On the data side, the US Institute for Supply Management’s index of services dropped 1.7 points in May to 49.9, indicating a contraction in activity at US service providers for the first time in nearly a year. A report from ADP Research further reinforced the strain on labor, as private-sector payrolls rose just 37k last month, the least in 2 years. These are clear signs that the tariff lead initiative is causing some strain in the labor market. Let me remind you that the FED has a dual mandate, one which tackles high unemployment levels and one that maintains a 2% inflation target. The market is currently pricing 2 cuts by the end of the year, which is in line with the FED projections. (see below graph)
Across the pond, we had an array of data coming through on the CPI side. What is quite notable is that a few countries are now showcasing a CPI headline number below the 2% ECB target. On the back of this, we saw the ECB council cutting the deposit rate by another 25bps, the 8th cut in the last 18 months. We are now facing a 2% deposit rate with 1 more 25bp rate cut priced in the market by the end of the year. President Lagarde was quite vocal that the inflation fight is close to be over with the end of the cycle being imminent. I am in the camp which questions the above, as I think the risk of deflation is high and hence, I see the terminal rate lower than 1.75% by the end of the year. My assumption lies on the basic fact that I don’t see a clear-cut deal with the US and with a drag in the economy on a growth and inflation perspective due to the rolling tariffs.

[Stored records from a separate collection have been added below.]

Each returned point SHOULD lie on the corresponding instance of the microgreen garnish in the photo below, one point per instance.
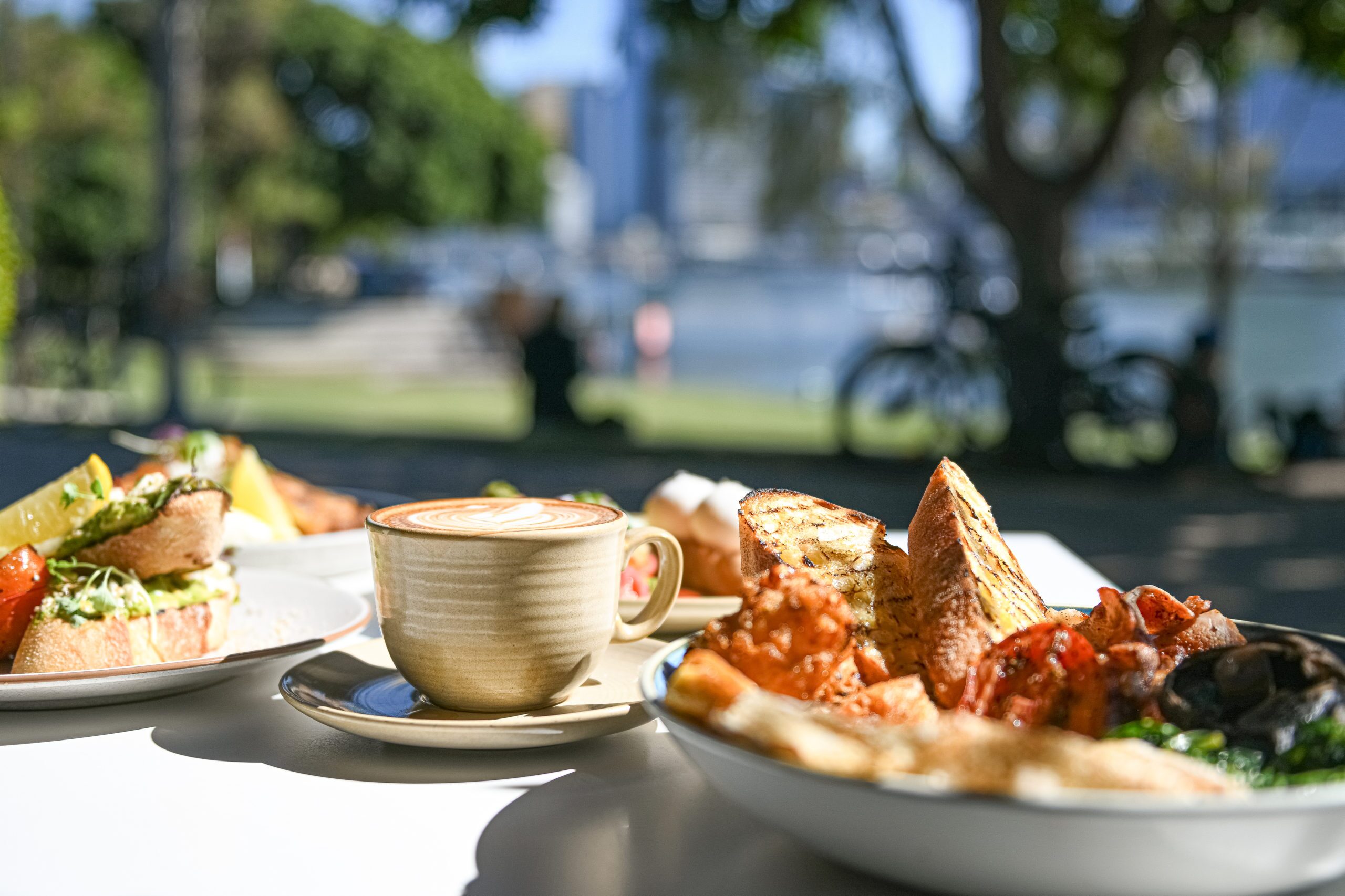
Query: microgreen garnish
(99, 591)
(70, 493)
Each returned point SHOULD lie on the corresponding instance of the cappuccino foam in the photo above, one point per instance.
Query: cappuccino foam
(493, 516)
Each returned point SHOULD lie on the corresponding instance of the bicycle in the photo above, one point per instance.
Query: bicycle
(949, 391)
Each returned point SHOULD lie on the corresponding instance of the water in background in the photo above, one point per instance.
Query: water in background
(793, 331)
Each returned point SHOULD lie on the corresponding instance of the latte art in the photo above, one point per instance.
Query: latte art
(488, 516)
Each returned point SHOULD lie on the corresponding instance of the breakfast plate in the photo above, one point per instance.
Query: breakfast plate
(334, 554)
(688, 615)
(277, 617)
(916, 833)
(358, 691)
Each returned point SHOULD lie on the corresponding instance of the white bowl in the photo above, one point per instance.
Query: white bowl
(1098, 842)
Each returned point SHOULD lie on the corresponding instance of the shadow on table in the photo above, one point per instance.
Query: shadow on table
(245, 720)
(622, 832)
(626, 815)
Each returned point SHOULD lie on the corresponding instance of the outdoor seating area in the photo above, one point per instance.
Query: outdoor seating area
(639, 447)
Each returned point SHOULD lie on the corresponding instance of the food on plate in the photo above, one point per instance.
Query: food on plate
(998, 695)
(256, 498)
(1259, 693)
(23, 584)
(849, 550)
(162, 525)
(287, 505)
(702, 516)
(53, 512)
(969, 586)
(953, 751)
(139, 580)
(795, 637)
(102, 618)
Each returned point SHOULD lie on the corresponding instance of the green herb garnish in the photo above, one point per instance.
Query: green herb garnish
(1317, 756)
(70, 493)
(501, 489)
(592, 497)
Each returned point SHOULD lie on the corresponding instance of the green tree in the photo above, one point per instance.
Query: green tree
(1058, 82)
(320, 126)
(10, 262)
(404, 127)
(84, 115)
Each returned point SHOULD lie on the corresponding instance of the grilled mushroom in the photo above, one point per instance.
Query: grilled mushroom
(1257, 693)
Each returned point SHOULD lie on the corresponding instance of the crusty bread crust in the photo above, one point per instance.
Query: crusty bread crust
(188, 533)
(969, 586)
(849, 550)
(188, 633)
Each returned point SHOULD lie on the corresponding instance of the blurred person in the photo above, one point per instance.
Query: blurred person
(1310, 436)
(1196, 404)
(552, 362)
(508, 311)
(651, 327)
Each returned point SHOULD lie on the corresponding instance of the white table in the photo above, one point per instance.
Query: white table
(229, 790)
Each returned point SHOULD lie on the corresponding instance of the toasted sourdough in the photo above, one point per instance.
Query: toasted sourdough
(966, 581)
(849, 550)
(105, 643)
(188, 533)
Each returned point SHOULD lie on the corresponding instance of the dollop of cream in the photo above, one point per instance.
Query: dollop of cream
(674, 499)
(716, 520)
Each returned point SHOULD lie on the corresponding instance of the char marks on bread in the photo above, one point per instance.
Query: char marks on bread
(188, 533)
(848, 550)
(970, 590)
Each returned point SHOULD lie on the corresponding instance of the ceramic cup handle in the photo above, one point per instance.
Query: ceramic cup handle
(666, 588)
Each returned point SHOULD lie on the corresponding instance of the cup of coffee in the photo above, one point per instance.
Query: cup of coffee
(508, 605)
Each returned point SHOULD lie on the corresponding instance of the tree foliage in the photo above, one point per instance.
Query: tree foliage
(10, 263)
(318, 124)
(88, 152)
(1058, 82)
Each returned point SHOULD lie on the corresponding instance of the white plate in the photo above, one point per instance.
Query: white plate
(358, 691)
(277, 617)
(1094, 842)
(327, 555)
(688, 615)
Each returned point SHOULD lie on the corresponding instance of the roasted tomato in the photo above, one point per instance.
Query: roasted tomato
(23, 581)
(1046, 674)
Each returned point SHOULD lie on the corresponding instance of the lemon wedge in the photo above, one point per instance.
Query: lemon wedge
(253, 494)
(47, 516)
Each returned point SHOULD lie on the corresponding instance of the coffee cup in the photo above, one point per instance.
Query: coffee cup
(508, 605)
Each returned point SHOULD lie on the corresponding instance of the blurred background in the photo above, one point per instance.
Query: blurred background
(1094, 249)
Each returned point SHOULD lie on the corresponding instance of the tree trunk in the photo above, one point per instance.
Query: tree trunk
(1034, 334)
(179, 81)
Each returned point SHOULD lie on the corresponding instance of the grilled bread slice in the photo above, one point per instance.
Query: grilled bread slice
(186, 633)
(969, 586)
(188, 533)
(849, 550)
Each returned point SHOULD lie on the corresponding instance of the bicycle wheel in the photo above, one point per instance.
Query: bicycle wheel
(1121, 412)
(920, 401)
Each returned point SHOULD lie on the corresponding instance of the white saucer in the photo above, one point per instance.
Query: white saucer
(358, 691)
(689, 614)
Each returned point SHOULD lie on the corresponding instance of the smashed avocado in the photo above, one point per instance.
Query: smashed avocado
(172, 591)
(130, 513)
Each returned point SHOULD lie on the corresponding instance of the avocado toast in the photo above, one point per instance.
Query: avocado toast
(139, 581)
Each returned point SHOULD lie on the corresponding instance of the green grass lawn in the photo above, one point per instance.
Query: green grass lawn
(653, 413)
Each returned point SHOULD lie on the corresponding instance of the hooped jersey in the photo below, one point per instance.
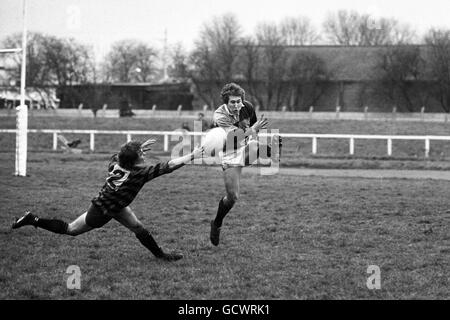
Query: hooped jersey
(122, 185)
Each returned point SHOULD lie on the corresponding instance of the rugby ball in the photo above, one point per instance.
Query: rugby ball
(214, 141)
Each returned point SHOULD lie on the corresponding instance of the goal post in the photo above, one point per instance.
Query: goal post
(22, 109)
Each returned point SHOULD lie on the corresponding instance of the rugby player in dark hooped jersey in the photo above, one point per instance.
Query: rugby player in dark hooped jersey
(127, 174)
(238, 118)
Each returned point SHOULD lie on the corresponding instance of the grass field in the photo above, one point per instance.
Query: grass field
(289, 237)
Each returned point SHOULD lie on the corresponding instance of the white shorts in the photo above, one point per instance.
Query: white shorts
(236, 158)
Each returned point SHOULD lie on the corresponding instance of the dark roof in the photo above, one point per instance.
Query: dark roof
(351, 63)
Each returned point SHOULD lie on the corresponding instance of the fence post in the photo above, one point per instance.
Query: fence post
(91, 141)
(352, 146)
(55, 141)
(427, 147)
(166, 142)
(314, 145)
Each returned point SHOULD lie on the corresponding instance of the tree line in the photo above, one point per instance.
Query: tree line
(274, 75)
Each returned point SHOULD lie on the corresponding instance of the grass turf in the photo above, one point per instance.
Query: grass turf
(289, 237)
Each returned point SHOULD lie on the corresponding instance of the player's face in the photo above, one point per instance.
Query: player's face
(244, 124)
(235, 104)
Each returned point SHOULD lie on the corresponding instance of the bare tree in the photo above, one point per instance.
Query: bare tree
(178, 67)
(214, 57)
(272, 66)
(298, 31)
(353, 28)
(131, 61)
(403, 68)
(307, 74)
(439, 42)
(37, 72)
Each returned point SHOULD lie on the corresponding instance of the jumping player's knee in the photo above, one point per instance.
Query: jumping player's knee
(232, 198)
(137, 228)
(73, 231)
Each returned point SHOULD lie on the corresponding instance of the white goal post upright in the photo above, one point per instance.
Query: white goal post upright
(22, 109)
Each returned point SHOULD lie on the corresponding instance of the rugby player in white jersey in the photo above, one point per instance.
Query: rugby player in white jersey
(238, 118)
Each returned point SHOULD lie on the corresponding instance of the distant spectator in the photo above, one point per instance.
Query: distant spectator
(185, 126)
(125, 108)
(94, 110)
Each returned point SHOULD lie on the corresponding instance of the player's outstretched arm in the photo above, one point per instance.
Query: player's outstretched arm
(241, 134)
(196, 153)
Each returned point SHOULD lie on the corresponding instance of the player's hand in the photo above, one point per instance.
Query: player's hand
(198, 152)
(146, 146)
(262, 123)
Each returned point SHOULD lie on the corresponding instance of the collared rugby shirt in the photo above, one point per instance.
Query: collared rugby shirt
(229, 121)
(122, 185)
(225, 119)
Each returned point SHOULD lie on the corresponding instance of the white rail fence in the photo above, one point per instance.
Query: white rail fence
(314, 136)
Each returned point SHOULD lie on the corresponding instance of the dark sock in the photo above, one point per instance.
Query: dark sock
(147, 240)
(267, 154)
(53, 225)
(221, 213)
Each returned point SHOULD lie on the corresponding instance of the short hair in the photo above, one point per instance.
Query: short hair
(129, 154)
(231, 89)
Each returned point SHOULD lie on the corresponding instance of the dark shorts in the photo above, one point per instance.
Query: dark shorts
(95, 218)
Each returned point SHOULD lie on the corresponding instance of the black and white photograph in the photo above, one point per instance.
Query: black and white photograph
(224, 156)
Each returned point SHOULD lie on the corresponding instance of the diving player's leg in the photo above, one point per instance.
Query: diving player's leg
(59, 226)
(127, 218)
(256, 152)
(231, 176)
(79, 225)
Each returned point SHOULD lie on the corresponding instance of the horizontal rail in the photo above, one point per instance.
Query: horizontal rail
(313, 136)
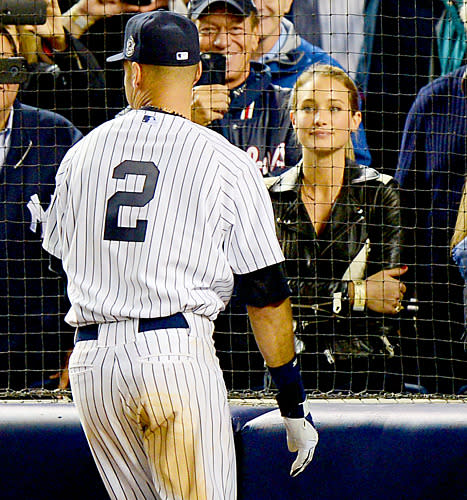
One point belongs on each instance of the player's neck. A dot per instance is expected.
(174, 107)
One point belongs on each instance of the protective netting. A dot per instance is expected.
(407, 59)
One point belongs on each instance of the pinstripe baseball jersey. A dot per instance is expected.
(151, 216)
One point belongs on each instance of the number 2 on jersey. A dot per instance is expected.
(112, 230)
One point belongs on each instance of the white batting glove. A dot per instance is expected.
(301, 437)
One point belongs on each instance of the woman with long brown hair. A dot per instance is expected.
(339, 226)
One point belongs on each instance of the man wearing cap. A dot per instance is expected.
(149, 220)
(287, 55)
(248, 110)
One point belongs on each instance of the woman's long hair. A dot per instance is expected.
(316, 70)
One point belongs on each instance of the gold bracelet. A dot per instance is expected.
(359, 299)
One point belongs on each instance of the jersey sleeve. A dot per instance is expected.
(252, 243)
(52, 236)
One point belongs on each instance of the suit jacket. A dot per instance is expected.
(31, 296)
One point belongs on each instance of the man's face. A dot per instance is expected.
(8, 91)
(233, 36)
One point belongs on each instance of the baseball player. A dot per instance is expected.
(151, 216)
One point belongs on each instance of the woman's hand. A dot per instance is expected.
(384, 291)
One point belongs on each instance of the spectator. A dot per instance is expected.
(431, 174)
(99, 25)
(287, 55)
(63, 75)
(33, 336)
(339, 226)
(248, 110)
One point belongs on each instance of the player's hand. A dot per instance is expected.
(302, 437)
(384, 291)
(209, 103)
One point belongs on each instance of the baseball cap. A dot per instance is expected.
(160, 38)
(196, 8)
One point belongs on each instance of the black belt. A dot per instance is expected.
(90, 332)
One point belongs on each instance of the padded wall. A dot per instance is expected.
(367, 450)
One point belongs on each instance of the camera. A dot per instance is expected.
(13, 70)
(139, 3)
(23, 12)
(213, 65)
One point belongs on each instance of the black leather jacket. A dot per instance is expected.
(362, 238)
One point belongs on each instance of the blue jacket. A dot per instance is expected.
(31, 296)
(431, 174)
(295, 56)
(432, 159)
(258, 122)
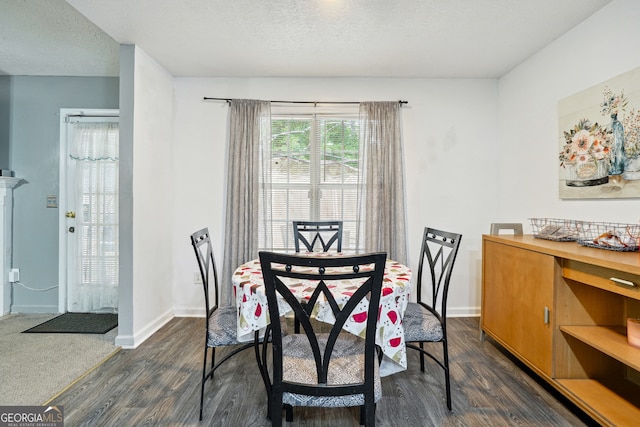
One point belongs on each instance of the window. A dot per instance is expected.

In terms of market moves, we had a good week for Global stocks trading 0.75-2% higher and with US small caps outperforming. On the rates side, the US Treasury traded with a better tone, currently 10yr at 4.38% and 30yr at 4.87%. In Europe, the picture was a bit more mixed with peripheral countries trading in a more dovish manner and with the Italian – German bond spread trading at 94bps. Gold continues its upward trajectory testing $3400 per ounce this week, trading 28% higher year to date. EURUSD is fluctuating in the 1.14-1.5 context, slightly weaker from last week, a trend that doesn’t seem to be alternating in any way as the de dollarization continues.
Looking ahead…
At the time of writing this, we are expecting the US Non-Farm Payroll number (expected at 126k) which will indicate if the perceived weakness in the labor market from soft data is indeed true. Furthermore, a print of 4.2% in US unemployment is expected and anything worse than that will add to the rate cut rhetoric in a more dovish way. We think the golden case scenario here will be to have a marginally lower print in NFP with a steady 4.2% unemployment which may increase the likelihood of the FED stepping in a more meaningful way and hence increasing the market risk appetite.